Gerbang menuju tempat kanjeng sang pelopor terbaring abadi. |
Semangkok Soto Kudus yang disajikan lepas hujan itu ... |
Satu cela dalam trip ini adalah
tidak terpenuhinya tujuan awal dan utama kami. Kami menyambangi Kudus dalam
niat melihat dari dekat denyut industri sigaret di kota ini. Kudus memang
terkenal sebagai kota kretek, dan cukup bangga dengan julukan ini. Di
jalan-jalan yang kami lewati aroma tembakau dirajang amat tajam tercium. Sejak
tahun 1870 pengusaha-pengusaha Kudus memproduksi kretek, atas jawaban dari
perpindahan-perpindahan poros industri batik Jawa. Lepas dua abad, statistik
terakhir menunjukkan angka fantastis: 78,14% dari total angkatan kerja kota
Kudus terserap dalam industri kretek. Dengan landasan deret angka-angka tadi,
sepintas kami dapat melihat implikasi propaganda seputar PP Tembakau yang masih
hangat melantai bagi kota ini, meski secara pribadi saya belum menetapkan
sikap. Amat disayangkan, kurangnya riset terhadap niat dan medan membuat tujuan
ini gagal terpenuhi. Akhirnya kami sibuk berburu bis, menuju Semarang.

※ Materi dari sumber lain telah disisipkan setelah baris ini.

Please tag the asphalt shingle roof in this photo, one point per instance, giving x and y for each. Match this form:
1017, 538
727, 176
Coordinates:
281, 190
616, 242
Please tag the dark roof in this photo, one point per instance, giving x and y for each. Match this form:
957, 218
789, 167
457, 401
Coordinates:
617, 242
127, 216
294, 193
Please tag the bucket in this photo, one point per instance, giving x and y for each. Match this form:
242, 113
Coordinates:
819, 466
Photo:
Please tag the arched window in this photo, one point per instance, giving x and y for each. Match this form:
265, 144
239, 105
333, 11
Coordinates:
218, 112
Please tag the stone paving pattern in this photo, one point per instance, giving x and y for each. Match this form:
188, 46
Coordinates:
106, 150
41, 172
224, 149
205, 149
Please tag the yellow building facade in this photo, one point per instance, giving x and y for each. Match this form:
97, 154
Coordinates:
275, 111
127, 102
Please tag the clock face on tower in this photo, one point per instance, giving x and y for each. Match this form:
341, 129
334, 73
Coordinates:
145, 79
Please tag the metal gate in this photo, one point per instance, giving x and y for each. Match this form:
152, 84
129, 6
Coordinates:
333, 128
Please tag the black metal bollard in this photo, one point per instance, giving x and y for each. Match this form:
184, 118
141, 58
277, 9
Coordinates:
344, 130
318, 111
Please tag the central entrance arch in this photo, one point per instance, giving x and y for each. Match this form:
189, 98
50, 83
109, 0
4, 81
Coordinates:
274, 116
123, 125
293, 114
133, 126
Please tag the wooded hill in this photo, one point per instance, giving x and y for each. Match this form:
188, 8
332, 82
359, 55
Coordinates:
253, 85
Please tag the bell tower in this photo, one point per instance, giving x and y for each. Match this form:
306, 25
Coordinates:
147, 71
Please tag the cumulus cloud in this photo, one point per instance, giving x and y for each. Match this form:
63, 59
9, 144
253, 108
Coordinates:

Terlarang. Gembok terpasang kukuh memastikan siapapun tidak menaiki menara sembarangan. |
Sekelumit tentang Kudus (Bea):
Kudus dalam trip kami
dapat dicapai dari Surabaya (dan Semarang) dengan bus ekonomi dengan tarif
lebih kurang Rp. 35.000. Sholat di mesjid Al-Aqsa atau mesjid Menara
Kudus tidak dipungut biaya (ya iyalah). Pengunjung tidak diperbolehkan
untuk naik ke puncak menara mesjid. Soto Kerbau dan Soto Kudus
dihargai pada kisaran Rp. 5.000-Rp. 10.000.